From: Doug Ledford <dledford@redhat.com>
To: "Justin T. Gibbs" <gibbs@scsiguy.com>
Cc: linux-scsi@vger.kernel.org
Subject: Re: slave_destroy called in scsi_scan.c:scsi_probe_and_add_lun()
Date: Tue, 17 Dec 2002 17:24:59 -0500 [thread overview]
Message-ID: <20021217222459.GD28100@redhat.com> (raw)
In-Reply-To: <797140000.1040156703@aslan.btc.adaptec.com>
On Tue, Dec 17, 2002 at 01:25:07PM -0700, Justin T. Gibbs wrote:
> >> So, you cannot rely on slave_destroy as an indication of a device really
> >> going away in the physical sense.
> >
> > No, you can. In the code snippet above you might be destroying something
> > at scsi0:0:0:0 and adding something at scsi0:0:1:0. Regardless, the
> > thing being destroyed is in fact going away permanently.
>
> The SDEV, yes. The physical device, not necessarily.
We're arguing semantics here.
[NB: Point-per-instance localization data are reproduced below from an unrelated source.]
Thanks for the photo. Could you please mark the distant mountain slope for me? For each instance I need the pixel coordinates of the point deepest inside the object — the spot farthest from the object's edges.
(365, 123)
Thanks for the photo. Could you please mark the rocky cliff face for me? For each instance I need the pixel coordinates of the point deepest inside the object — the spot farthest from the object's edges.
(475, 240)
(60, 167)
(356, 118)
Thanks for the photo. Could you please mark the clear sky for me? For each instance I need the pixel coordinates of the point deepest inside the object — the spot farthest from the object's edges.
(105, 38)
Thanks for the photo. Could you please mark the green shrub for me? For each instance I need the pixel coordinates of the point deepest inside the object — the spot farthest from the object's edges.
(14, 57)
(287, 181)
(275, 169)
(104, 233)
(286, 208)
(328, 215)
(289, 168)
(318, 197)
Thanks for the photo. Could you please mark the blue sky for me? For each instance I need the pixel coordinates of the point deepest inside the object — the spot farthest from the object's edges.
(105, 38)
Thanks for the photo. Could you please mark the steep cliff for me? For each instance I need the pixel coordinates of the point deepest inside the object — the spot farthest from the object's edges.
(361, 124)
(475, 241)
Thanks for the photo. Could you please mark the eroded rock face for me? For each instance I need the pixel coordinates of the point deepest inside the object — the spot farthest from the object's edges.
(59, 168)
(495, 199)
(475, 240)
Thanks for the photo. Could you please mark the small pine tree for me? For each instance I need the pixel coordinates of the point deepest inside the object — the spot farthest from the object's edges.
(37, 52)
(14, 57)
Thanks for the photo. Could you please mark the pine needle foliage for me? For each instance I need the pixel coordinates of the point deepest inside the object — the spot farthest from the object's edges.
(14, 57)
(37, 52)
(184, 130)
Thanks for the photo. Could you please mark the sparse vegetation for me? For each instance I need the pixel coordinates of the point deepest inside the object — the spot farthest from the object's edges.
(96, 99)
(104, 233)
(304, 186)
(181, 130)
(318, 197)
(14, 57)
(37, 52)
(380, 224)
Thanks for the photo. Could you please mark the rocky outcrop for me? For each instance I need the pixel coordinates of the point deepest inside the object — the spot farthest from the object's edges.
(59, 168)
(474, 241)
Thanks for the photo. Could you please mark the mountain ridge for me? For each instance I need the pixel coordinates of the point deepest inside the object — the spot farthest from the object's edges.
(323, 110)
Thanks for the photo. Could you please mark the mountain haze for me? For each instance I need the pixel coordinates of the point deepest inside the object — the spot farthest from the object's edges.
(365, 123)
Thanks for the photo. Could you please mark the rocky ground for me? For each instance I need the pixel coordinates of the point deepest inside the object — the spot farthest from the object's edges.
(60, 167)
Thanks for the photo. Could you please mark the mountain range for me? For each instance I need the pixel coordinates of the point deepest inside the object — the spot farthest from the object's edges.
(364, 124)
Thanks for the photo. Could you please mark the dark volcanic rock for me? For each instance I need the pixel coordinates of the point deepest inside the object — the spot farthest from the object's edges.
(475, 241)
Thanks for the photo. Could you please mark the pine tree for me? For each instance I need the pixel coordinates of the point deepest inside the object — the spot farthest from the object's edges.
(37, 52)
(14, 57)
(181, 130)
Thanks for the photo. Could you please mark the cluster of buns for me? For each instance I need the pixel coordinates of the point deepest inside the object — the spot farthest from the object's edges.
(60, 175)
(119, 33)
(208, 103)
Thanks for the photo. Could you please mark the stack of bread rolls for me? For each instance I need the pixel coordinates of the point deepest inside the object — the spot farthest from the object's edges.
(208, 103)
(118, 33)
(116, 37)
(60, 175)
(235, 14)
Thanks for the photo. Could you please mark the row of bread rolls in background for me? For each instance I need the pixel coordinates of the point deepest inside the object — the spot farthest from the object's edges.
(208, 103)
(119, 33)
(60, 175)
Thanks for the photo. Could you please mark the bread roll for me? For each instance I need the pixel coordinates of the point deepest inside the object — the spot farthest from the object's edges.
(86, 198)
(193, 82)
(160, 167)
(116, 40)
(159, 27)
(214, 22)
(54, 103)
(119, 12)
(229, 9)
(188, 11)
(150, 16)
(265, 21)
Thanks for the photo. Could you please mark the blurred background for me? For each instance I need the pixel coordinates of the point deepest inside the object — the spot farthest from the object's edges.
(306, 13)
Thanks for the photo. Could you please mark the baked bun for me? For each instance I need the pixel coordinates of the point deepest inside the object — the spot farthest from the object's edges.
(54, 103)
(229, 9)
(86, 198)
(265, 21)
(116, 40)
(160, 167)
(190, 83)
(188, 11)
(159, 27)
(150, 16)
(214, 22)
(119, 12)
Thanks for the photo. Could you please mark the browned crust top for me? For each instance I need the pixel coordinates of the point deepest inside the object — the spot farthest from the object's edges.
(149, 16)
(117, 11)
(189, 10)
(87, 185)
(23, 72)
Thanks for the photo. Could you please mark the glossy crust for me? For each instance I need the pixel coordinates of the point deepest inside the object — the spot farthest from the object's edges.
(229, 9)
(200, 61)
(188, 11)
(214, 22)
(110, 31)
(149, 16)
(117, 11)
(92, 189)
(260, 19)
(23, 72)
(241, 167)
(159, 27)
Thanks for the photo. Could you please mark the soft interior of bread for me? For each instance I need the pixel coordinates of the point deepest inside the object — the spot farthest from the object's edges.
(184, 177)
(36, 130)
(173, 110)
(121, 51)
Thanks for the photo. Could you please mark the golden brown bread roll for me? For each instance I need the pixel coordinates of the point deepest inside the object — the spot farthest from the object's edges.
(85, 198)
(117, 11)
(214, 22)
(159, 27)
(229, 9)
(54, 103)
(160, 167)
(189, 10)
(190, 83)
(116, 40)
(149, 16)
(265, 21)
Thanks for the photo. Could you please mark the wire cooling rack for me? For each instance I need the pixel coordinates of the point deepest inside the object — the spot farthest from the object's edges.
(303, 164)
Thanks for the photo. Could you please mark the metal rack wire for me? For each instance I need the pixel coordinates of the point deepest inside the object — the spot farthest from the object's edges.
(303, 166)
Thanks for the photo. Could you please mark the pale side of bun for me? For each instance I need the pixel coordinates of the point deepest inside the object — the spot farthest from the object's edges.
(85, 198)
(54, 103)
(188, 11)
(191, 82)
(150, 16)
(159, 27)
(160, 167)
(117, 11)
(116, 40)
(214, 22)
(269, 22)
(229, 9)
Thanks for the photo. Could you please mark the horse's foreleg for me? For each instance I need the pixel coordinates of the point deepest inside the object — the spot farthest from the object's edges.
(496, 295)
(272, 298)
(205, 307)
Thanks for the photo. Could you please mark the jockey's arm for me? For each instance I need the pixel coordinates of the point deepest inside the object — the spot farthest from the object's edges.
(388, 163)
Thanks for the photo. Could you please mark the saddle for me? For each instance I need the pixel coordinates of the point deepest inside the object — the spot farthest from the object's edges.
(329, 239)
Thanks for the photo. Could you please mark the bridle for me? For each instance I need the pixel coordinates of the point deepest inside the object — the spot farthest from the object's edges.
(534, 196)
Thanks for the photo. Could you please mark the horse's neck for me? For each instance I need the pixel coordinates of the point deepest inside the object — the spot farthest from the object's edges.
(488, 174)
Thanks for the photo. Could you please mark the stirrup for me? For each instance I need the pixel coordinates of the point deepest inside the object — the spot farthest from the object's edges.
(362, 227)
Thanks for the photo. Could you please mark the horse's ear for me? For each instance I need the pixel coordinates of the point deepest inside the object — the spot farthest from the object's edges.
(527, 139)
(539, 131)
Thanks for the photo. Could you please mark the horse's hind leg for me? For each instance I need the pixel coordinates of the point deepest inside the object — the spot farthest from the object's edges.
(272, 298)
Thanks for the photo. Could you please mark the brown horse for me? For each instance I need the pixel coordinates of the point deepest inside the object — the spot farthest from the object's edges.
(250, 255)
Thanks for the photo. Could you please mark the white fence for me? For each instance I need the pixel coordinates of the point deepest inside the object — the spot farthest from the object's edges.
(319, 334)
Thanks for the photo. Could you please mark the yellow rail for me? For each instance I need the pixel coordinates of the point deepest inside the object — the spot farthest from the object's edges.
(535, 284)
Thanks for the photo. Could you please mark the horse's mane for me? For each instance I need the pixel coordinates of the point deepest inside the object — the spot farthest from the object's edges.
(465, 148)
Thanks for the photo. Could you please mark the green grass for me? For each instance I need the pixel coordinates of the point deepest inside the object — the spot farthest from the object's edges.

On the extra slave_destroy() calls, one of
two things will be true. A) there was a device present, another
slave_alloc() for this exact device has already been made, and we are now
just destroying the extraneous reference to the device or B) there was no
device and the destroy is in fact a real destroy event. So, if in your
slave_alloc() area you are attaching a scsi_device struct to other
internal state information, you could in fact do a refcount attachement,
and then on any transition from non-0 to 0 in the refcount you would in
fact have a true destroy event.
Now, that being said, I agree that the above is utter crap. It's dictated
by historical fact in the scsi_scan.c code. The scenario you point out
below is actually what I would prefer and would have done, but I can in
fact see the point that creating a new block queue for each device you
scan is insane, especially on some fiber channel controllers doing
probe_all_luns on very high lun limits. At bootup I wouldn't really care
about the overhead of creating all these queues. I'm more concerned with
hot plug events that bring a new controller online when a system is
already under some amount of memory pressure. My concern is that in that
situation, allocating 256 block layer request structs plus a few other
items for each device/lun we scan might in fact be excessive memory churn.
Anyone who wishes is free to convince me otherwise, in which case we can
fix the scan code properly and make it do like you are suggesting.
> The concern is that
> the API should only be called when the system is saying "physical device
> gone", not due to some quirk in how the mid-layer manages its data objects.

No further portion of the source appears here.